Nach dem Vorfall erreichte die E-Mail neben dem Klinikvorstand auch den Personalrat. Hier sieht man die Angelegenheit nicht ganz so locker. „Es besteht in jedem Fall der Verdacht, dass die Mitarbeiter offensichtlich ausgespielt worden sind“, sagt Personalrat Burkhard Heinrich.

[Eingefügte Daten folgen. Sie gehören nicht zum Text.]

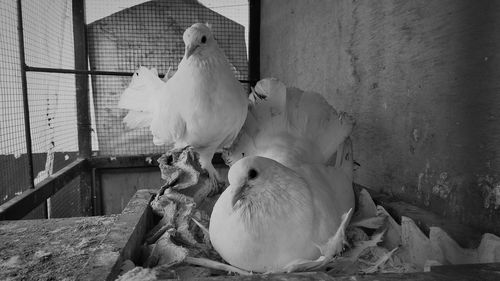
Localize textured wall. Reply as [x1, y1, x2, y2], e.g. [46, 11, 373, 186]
[261, 0, 500, 234]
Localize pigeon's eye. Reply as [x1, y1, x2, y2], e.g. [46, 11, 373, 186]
[248, 169, 259, 180]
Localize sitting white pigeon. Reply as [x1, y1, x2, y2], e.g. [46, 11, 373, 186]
[209, 79, 354, 272]
[118, 23, 248, 186]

„Das Ganze ist für mich nach wie vor eine delikate Angelegenheit, und ich stehe hinter den Ansichten der Mitarbeiter.“ Besonders erstaunlich sei, dass das UKSH keinen Handlungsbedarf sehe, weil keine strafrechtlich relevanten Dinge vorgefallen seien. Die Innenrevision hatte sich sowohl mit dem Vorwurf der Bespitzelung als auch mit einem Verstoß gegen den Datenschutz beschäftigt, weil die E-Mail des Mitarbeiters abfotografiert worden sei. Beides soll ohne Konsequenzen ad acta gelegt worden sein. „Die Innenrevision und das Justiziariat des UKSH stellen nach sorgfältiger Prüfung fest, dass weder eine Datenschutzverletzung noch ein anderes Fehlverhalten vorliegt“, so Oliver Grieve.

Privater Austausch

„Man hat das Ganze als privaten Austausch zwischen Kollegen abgetan. Als Beweis dafür sollte gelten, dass der Absender die Unternehmensberaterin mit Vornamen anspricht“, sagt Burkhard Heinrich. Grieve kommentiert: „Es ist nicht ungewöhnlich, dass sich Teams in Krankenhäusern, Rettungsdiensten aber auch Flugzeugbesatzungen und vielen anderen Berufen mit Vornamen anreden.“ Ob der Mitarbeiter und die Unternehmensberaterin sich persönlich kennen, entziehe sich seiner Kenntnis. Die Beraterin begleitet seit Januar 2017 „mit externem Sachverstand ein anspruchsvolles Projekt zur Neustrukturierung der Ambulanzen.“ Die Internetseite der Beraterin aus Nordrhein-Westfalen ist allerdings nicht mehr erreichbar. Auch die auf der Facebook-Seite angegebene Telefonnummer funktioniert nicht.

UKSH will keine Mitarbeiterunzufriedenheit provozieren

Was genau nach Veröffentlichung der E-Mail passiert ist, will Grieve nicht preisgeben. Diese Informationen oblägen dem Personalrat. Burkhard Heinrich findet deutliche Worte: „Das Ergebnis ist nicht zufriedenstellend. Ein offenes Gespräch wurde abgeblockt. Die ganze Sache wurde unter den Tisch gekehrt.“ Beim UKSH hofft man dennoch auf Frieden. „Angesichts des bundesweiten Personalmangels in Krankenhäusern wäre es widersinnig, dem UKSH – das nachweislich gewaltige Anstrengungen für seine Mitarbeiterinnen und Mitarbeiter in sozialen Leistungen und der Arbeitsorganisation unternimmt – zu unterstellen, es würde Aufträge für Fehlverhalten vergeben und damit das Risiko einer Mitarbeiterunzufriedenheit provozieren“, so Oliver Grieve. Man bedauere, dass sich Mitarbeiterinnen oder Mitarbeiter durch diese E-Mail beeinträchtigt fühlen, sei aber von den „betreffenden Mitarbeiterinnen oder Mitarbeitern nicht autorisiert, diese Verschwörungstheorie im persönlichen Gespräch auszuräumen“.